High and Mighty is a clothing retail chain for tall and/or wide men in the United Kingdom. After having been family-owned for more than fifty years, it was sold to mailorder group N Brown in September 2009.

==History==
The company was founded in Hull in 1956 by tailor Bernard Levy, as a mailorder company. The company's first store was opened in Edgware Road in London in 1959 as Northern Outsize Menswear, soon followed by several more stores. The company changed its name to High and Mighty in the 1970s, and in 1979 it opened stores in New York City and Stamford, Connecticut, trading as London Majesty. It was, however, forced to close the two US stores in 1991.

In 1990, Bernard Levy's daughter, Judith Levy, took over as chairman and managing director, and in 1996 her sister, Ruth Levy-So, joined as business development director. By 2000, the company had 23 stores in the UK and 10 in Belgium, Germany and The Netherlands, and launched its own urban streetwear brand, Kayak.

By 2008, the company started to have financial difficulties, partly because of increased competition from e-commerce retailers. In September 2009 it went into pre-pack administration and was quickly bought by the N Brown Group's main subsidiary, mailorder firm JD Williams, for £1.6 million. 14 of the 21 stores were included in the purchase, and the N Brown management said that they wanted to reinvigorate and expand the chain, which is N Brown's first branded foray on to the high street.

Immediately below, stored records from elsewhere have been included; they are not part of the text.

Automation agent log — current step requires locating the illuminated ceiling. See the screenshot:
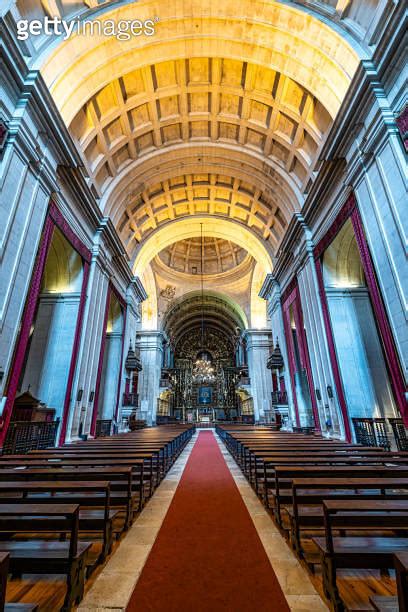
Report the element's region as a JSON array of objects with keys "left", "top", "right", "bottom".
[
  {"left": 115, "top": 170, "right": 292, "bottom": 253},
  {"left": 67, "top": 56, "right": 329, "bottom": 254},
  {"left": 157, "top": 237, "right": 249, "bottom": 276},
  {"left": 69, "top": 57, "right": 330, "bottom": 198},
  {"left": 37, "top": 0, "right": 360, "bottom": 269}
]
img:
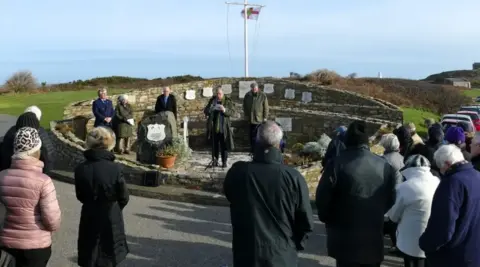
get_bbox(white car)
[441,114,475,131]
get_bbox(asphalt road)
[50,180,402,267]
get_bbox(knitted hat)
[12,127,42,159]
[445,126,465,145]
[24,106,41,121]
[335,126,347,136]
[15,112,40,130]
[345,120,369,147]
[403,154,431,169]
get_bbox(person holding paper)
[113,95,134,154]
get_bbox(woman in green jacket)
[113,95,134,154]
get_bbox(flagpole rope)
[250,13,261,66]
[225,4,233,76]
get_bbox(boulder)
[136,111,178,164]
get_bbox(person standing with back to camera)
[243,82,269,153]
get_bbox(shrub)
[305,69,342,85]
[4,71,38,93]
[346,72,357,79]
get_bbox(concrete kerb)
[49,169,318,210]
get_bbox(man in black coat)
[154,86,178,120]
[316,120,398,267]
[321,126,347,168]
[223,121,314,267]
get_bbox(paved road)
[50,180,402,267]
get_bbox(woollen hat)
[403,154,431,169]
[12,127,42,159]
[15,112,40,130]
[335,126,347,135]
[24,106,41,121]
[345,120,369,147]
[445,126,465,145]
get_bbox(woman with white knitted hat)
[0,127,61,267]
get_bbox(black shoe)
[213,160,219,167]
[222,162,227,168]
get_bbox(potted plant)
[156,145,177,169]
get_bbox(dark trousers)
[213,132,228,163]
[3,246,51,267]
[249,123,259,153]
[403,252,427,267]
[336,262,380,267]
[384,220,397,246]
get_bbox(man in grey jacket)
[242,82,269,153]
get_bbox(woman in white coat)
[387,154,440,267]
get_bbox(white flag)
[241,7,261,20]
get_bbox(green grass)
[0,89,130,129]
[402,107,440,137]
[462,88,480,98]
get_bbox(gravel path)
[50,180,402,267]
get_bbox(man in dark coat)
[321,126,347,168]
[75,127,130,267]
[203,86,235,168]
[316,120,398,267]
[223,121,314,267]
[155,86,178,120]
[420,144,480,267]
[0,111,54,173]
[393,125,414,160]
[92,88,115,128]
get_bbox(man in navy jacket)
[420,144,480,267]
[92,88,115,128]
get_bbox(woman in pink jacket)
[0,127,61,267]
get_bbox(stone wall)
[63,78,403,151]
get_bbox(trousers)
[3,246,51,267]
[336,262,380,267]
[115,137,131,153]
[213,132,228,163]
[249,123,260,153]
[402,252,427,267]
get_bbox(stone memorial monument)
[136,111,178,164]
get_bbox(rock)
[317,133,332,149]
[301,142,325,160]
[136,111,178,164]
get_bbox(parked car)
[441,114,475,132]
[475,96,480,103]
[441,119,461,131]
[459,105,480,114]
[457,110,480,131]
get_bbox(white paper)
[202,87,213,97]
[127,118,135,126]
[221,84,232,94]
[185,90,196,100]
[263,83,274,94]
[284,89,295,99]
[301,91,312,103]
[239,81,255,98]
[275,117,292,132]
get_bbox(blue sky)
[1,0,479,83]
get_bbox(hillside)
[424,69,480,85]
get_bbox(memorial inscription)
[302,91,312,103]
[284,89,295,99]
[202,87,213,97]
[185,90,196,100]
[221,84,232,94]
[263,83,274,94]
[146,124,166,142]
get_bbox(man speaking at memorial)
[203,86,235,168]
[243,82,269,153]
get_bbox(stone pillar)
[183,116,189,148]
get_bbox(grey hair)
[98,87,107,95]
[250,82,258,89]
[85,127,116,151]
[379,133,400,152]
[434,144,465,170]
[118,94,128,102]
[256,121,283,147]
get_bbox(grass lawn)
[462,88,480,98]
[0,89,130,129]
[402,107,440,137]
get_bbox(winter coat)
[420,162,480,267]
[316,145,398,264]
[0,158,61,249]
[387,166,439,258]
[394,126,414,159]
[0,126,54,173]
[154,94,177,119]
[243,91,269,124]
[0,203,15,267]
[321,134,346,168]
[382,150,404,171]
[74,149,130,267]
[92,98,115,128]
[203,96,235,151]
[223,147,314,267]
[113,103,134,138]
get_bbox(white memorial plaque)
[221,84,232,94]
[239,80,255,98]
[284,88,295,99]
[275,117,292,132]
[185,90,196,100]
[263,83,274,94]
[202,87,213,97]
[146,123,166,142]
[301,91,312,103]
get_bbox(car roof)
[461,105,480,109]
[442,114,472,120]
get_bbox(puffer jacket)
[0,158,61,249]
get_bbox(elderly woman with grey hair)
[74,126,130,267]
[113,94,134,154]
[380,133,405,171]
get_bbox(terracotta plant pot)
[156,155,176,169]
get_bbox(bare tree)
[4,71,38,93]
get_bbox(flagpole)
[225,1,265,78]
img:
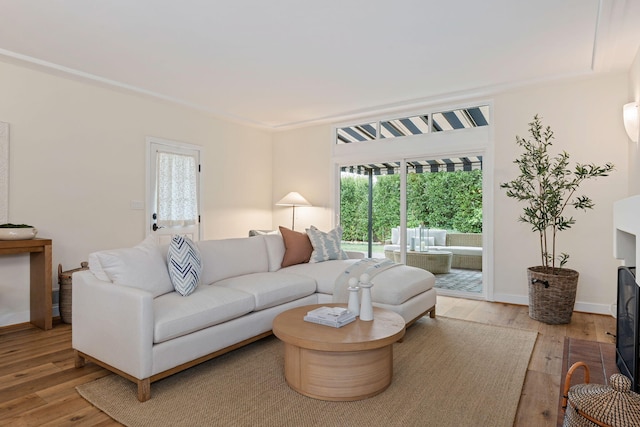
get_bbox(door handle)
[152,213,165,231]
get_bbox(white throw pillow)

The High and Mighty e-commerce was quickly expanded following the purchase, and several new stores were planned. By September 2010, the number of existing or soon to open stores had risen from 14 to 17, and the flagship store on Edgware Road had been revamped and relaunched with the new High and Mighty look.

==Current situation==
The online fashion retailer N Brown announced plans in June 2018 to close all 20 of its high street stores in the UK. The stores, trading under the names High & Mighty, Jacamo and Simply Be, have now closed with the loss of 270 jobs.